Podemos enfocar el tema desde el punto de vista más conocido y obvio: si nos dejamos atrapar por el desenfreno consumista y el bombardeo de la televisión, entonces a lo que asistimos fue a una “antimeditación”. Meditar es permanecer en silencio ante el misterio de ese recién nacido recostado en el pesebre, dejarnos conmover ante ese Niño que revela la manera de hacerse presente Dios entre los hombres ¿eso hicimos?
O acaso lo que vivimos fue todo lo contrario, algo más parecido a la alienación que a la experiencia que transforma y enriquece. Lo sabemos muy bien: dejarnos llevar por el barullo de las fiestas entre comidas, bebidas y dispersiones varias, es todo lo contrario de aquello a lo que fuimos invitados. Esa “Navidad sin Jesús” que nos propone hoy la cultura, convierte “las fiestas” en un encuentro vacío de significado, poblado de duendes, estrellas de colores y fuegos de artificio, fugaces y efímeros como la alegría y la paz que prometen vanamente.
Pero también podemos observar lo ocurrido en estos días desde otro ángulo.
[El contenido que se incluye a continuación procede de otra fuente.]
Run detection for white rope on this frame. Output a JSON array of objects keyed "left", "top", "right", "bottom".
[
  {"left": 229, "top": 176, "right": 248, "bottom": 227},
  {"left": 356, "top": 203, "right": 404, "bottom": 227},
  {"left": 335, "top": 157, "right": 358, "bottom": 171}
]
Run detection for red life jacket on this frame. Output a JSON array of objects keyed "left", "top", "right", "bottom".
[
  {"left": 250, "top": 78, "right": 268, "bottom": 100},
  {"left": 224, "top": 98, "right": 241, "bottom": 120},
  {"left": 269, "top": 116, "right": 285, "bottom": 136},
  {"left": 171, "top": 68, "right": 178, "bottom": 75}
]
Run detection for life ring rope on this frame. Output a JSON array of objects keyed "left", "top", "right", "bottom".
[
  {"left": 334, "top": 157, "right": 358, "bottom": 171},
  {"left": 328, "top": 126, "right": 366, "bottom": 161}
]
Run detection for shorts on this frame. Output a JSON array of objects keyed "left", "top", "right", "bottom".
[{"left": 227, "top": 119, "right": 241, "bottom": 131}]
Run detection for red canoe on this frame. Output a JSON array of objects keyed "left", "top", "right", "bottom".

Quizás decidimos aprovechar la Navidad para “ir a misa” y vivir las fiestas “cristianamente”. Esa celebración ¿nos permitió detenernos ante el misterio del Dios-hecho-hombre? O nos encontramos con otro “consumismo”, con otro ruido y otra agitación: la repetición de gestos, canciones y homilías que no nos facilitaron el encuentro con el misterio de ese Niño, que no nos dejaron perplejos ante el mensaje conmovedor y entrañable de ese pesebre misterioso.
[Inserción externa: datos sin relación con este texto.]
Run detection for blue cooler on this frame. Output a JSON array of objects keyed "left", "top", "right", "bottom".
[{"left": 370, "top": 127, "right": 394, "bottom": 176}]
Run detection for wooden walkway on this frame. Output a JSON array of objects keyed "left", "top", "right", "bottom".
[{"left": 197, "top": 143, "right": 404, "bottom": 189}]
Duele decirlo, pero también en nuestras iglesias se puede vivir una “Navidad sin Jesús”. ¿Cómo? ¿Acaso porque las ceremonias no estuvieron bien preparadas? No, el problema no es ese, se trata de algo más profundo: si “vamos a la misa” con la misma actitud con la que miramos televisión, es decir, como espectadores, el misterio no se presentará ante nosotros y la hermosa ceremonia habrá sido solamente eso, algo admirable, muy emocionante quizás, pero que no cambiará en nada nuestra vida.
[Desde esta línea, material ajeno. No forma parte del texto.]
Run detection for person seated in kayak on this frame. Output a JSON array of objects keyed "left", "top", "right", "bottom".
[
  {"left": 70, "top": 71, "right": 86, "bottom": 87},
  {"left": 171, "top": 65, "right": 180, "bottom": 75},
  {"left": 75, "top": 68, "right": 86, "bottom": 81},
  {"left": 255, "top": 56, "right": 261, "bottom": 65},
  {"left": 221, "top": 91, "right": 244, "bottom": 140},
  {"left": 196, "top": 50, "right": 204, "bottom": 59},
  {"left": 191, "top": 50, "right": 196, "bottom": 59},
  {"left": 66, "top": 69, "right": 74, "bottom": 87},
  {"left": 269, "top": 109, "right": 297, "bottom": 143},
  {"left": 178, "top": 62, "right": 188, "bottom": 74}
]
Lo que pasa es que tanto el pesebre como la cruz no admiten una actitud distraída y superficial. La humanidad y la proximidad del Señor nos manifiesta y también nos oculta el misterio. Cuando nos aproximamos al Señor sin llevar el corazón en la mano, sin estar dispuestos a dejarnos interpelar, entonces el misterio desaparece, solo somos capaces de ver un niño en un establo y decir “qué belleza”. No entendimos nada.
Si estuvimos atentos, escuchamos estas palabras de Simeón en la liturgia: “Este niño será causa de caída y de elevación para muchos en Israel; será signo de contradicción… Así se manifestarán claramente los pensamientos íntimos de muchos”. (Lc 2,33) Ante el pesebre, los que estamos desnudos somos nosotros, no el niño.
Si somos capaces de ver en esa tierna imagen un enorme espejo, y no solo el recuerdo de aquella noche en Belén, entonces podremos meditar el misterio y superar esa “antimeditación” en la que estamos atrapados.